A Dutch team scanned the brains of 24 women as they looked at pictures of celebrities and attractive non-famous contemporaries sporting certain shoes.
Celebrity endorsement has become increasingly prevalent in recent years.
And the research concluded advertisers are on to something.
The women were presented with 40 colour photographs of famous and non-famous women deemed to be similarly attractive, and wearing the same footwear.
Encoding memories
When confronted with a celebrity, the team documented heightened activity in a certain part of the brain - the medial oribitofrontal cortex. The same was not observed when pictures of an attractive non-celebrity were presented.
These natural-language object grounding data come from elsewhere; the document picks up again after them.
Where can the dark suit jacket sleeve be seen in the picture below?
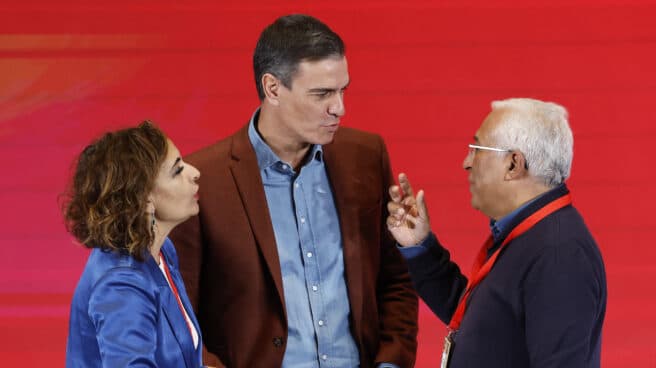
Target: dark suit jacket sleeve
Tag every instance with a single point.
(436, 278)
(397, 300)
(563, 297)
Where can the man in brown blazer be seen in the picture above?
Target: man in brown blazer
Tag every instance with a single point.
(289, 263)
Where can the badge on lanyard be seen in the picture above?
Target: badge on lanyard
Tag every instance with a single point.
(446, 351)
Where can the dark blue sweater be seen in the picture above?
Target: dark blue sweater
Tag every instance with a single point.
(542, 304)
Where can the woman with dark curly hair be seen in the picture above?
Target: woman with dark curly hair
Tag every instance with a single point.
(130, 307)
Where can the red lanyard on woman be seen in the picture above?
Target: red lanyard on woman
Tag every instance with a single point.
(175, 292)
(482, 266)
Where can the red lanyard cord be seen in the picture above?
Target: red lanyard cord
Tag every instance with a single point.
(482, 267)
(175, 292)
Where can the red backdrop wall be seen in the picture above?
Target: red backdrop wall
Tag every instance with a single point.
(423, 74)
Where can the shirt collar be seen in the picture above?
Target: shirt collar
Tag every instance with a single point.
(265, 155)
(500, 227)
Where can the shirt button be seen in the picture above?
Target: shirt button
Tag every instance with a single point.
(277, 342)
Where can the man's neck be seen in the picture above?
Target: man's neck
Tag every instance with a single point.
(289, 150)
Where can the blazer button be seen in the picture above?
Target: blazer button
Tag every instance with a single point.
(277, 342)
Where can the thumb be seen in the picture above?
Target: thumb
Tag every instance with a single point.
(421, 206)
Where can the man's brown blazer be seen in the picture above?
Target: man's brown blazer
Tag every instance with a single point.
(229, 260)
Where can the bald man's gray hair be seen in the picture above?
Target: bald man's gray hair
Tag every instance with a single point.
(540, 130)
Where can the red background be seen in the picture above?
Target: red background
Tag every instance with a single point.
(423, 74)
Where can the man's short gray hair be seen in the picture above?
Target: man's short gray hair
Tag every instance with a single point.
(540, 131)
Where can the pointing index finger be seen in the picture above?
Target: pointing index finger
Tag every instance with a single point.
(405, 185)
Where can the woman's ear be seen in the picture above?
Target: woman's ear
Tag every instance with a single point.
(150, 205)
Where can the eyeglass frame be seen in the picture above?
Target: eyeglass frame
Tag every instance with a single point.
(474, 147)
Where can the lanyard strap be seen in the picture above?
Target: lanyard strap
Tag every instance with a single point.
(175, 291)
(482, 267)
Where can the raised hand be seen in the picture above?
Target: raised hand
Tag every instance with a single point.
(408, 220)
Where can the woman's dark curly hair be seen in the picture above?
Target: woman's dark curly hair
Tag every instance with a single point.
(106, 203)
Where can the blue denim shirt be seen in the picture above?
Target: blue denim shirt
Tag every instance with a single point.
(309, 242)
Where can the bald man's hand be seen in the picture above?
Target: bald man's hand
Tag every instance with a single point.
(408, 217)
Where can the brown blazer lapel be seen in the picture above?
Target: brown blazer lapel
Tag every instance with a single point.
(336, 160)
(246, 174)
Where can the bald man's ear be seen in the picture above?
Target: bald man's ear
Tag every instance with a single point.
(517, 166)
(271, 86)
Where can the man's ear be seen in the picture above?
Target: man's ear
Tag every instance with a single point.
(271, 87)
(517, 167)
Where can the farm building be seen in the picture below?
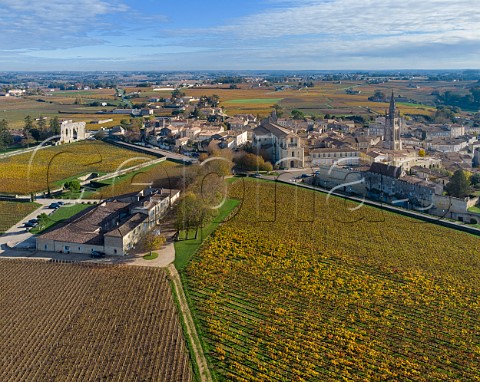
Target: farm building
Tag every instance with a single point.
(72, 131)
(112, 227)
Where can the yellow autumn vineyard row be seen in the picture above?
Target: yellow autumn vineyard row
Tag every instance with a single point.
(343, 295)
(29, 172)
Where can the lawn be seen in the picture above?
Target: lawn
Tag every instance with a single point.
(63, 213)
(184, 249)
(474, 209)
(151, 256)
(164, 174)
(13, 212)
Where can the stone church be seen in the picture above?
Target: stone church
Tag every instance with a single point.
(393, 127)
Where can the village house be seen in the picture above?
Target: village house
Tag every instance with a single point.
(329, 156)
(112, 227)
(280, 145)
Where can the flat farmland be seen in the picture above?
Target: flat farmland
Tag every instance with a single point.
(60, 104)
(72, 322)
(35, 171)
(300, 287)
(330, 97)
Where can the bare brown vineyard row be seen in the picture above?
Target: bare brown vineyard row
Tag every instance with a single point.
(69, 322)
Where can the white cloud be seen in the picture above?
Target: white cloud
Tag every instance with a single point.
(54, 23)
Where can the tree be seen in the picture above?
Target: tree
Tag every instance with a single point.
(72, 185)
(189, 212)
(151, 242)
(252, 162)
(458, 186)
(6, 138)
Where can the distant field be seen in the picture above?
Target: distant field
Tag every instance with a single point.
(254, 101)
(13, 212)
(300, 287)
(30, 172)
(327, 98)
(72, 322)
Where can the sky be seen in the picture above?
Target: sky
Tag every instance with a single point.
(239, 35)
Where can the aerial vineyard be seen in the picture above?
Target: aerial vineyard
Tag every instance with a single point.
(66, 322)
(31, 171)
(299, 287)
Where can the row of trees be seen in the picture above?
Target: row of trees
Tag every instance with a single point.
(460, 185)
(205, 190)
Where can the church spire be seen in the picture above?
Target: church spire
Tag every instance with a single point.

Writing in the Journal of Economic Psychology, they suggested that this activity links the celebrity with the product in a part of the brain associated with feeling affection.
Moreover this link could be rapidly recalled.
"The enhanced memory performance for items that were encoded in the context of a famous individual can neither be explained by increased attractiveness of the celebrity nor by a higher level of perceived expertise, but only by the persuasiveness of fame itself," wrote lead author Mirre Stallen of Erasmus University.
However, contrary to expectations, the number of women saying they would go out and purchase these shoes did not differ significantly between celebrity and non-celebrity photographs.
But the researchers stressed there could be a longer term impact, even if it did not manifest itself as an immediate desire to buy.
A future study will investigate whether men are equally swayed by celebrities' footwear.